Of, relating to, being, or imposing a form of government in which the political authority exercises absolute and centralized control over all aspects of life, the individual is subordinated to the state, and opposing political and cultural expression is suppressed: "A totalitarian regime crushes all autonomous institutions in its drive to seize the human soul" Arthur M. Schlesinger, Jr.


"A country cannot have negotiations about its control over its citizens." Ehud Barak.


The words coming from various government official and Ehud Barak in particular should strike fear in the hearts of every member of democratic society.

Every statement is how the settlers are a danger to the State, how the State must be protected from the Settlers, how the State take precedence over all.

The State exists to serve the citizens – in a democracy. But in a totalitarian regime, the citizens are there to serve the State and follow the orders of its leaders (and they tend to remain in their seats of power for a very long time, sound like any local government you know of?).

But what about the Right of the Individual?

In a democracy, the Rights of the Individual is foremost, and only curtailed with trepidation and much discourse.

You would think that one word on the rights of the individual to buy property would be part of the discussion here, but of course it isn’t.

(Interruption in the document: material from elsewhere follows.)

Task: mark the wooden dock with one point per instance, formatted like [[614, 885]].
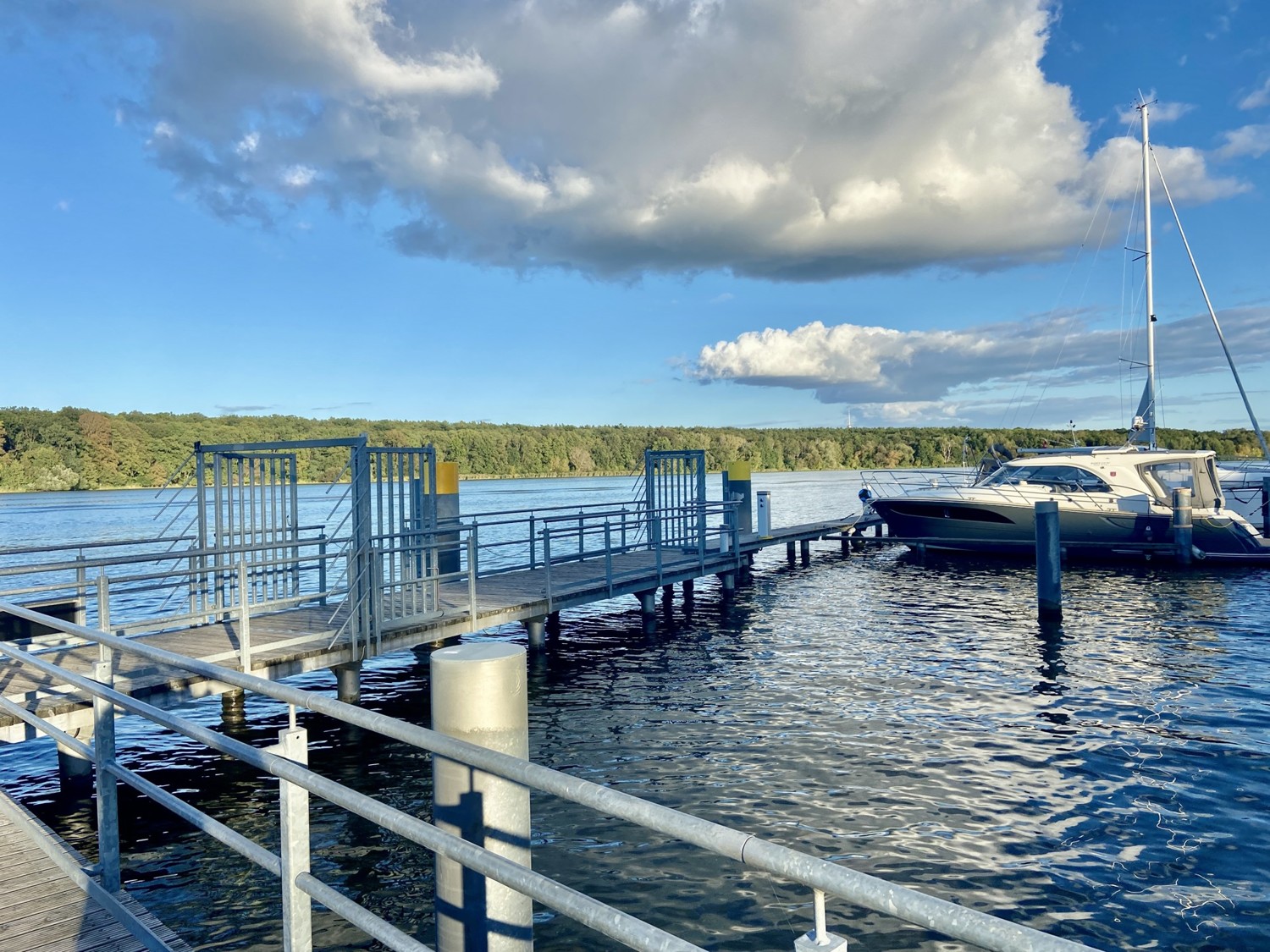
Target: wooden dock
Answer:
[[305, 639], [42, 909]]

Instead what is discussed is that the individual using what should be his basic right to buy, own, maintain, and utilize his property is considered a threat to the very existence of what is now an apparently very fragile State.

But I have a surprise for you - Ehud Barak is right.

If Israel were a healthy democracy, then Jews buying land would never be considered an existential threat, but if Israel were a totalitarian regime with power being shared and rotated among the same individuals decade after decade, and some private citizens came along and utilized what should be an inalienable right, except under a totalitarian regime, then yes, those people would be a threat, but not the country or its citizens, but rather those clinging to their seats of power over the rest of us.

As Barak says, a State must control its citizens. There's no better description for what kind of government we find ourselves with.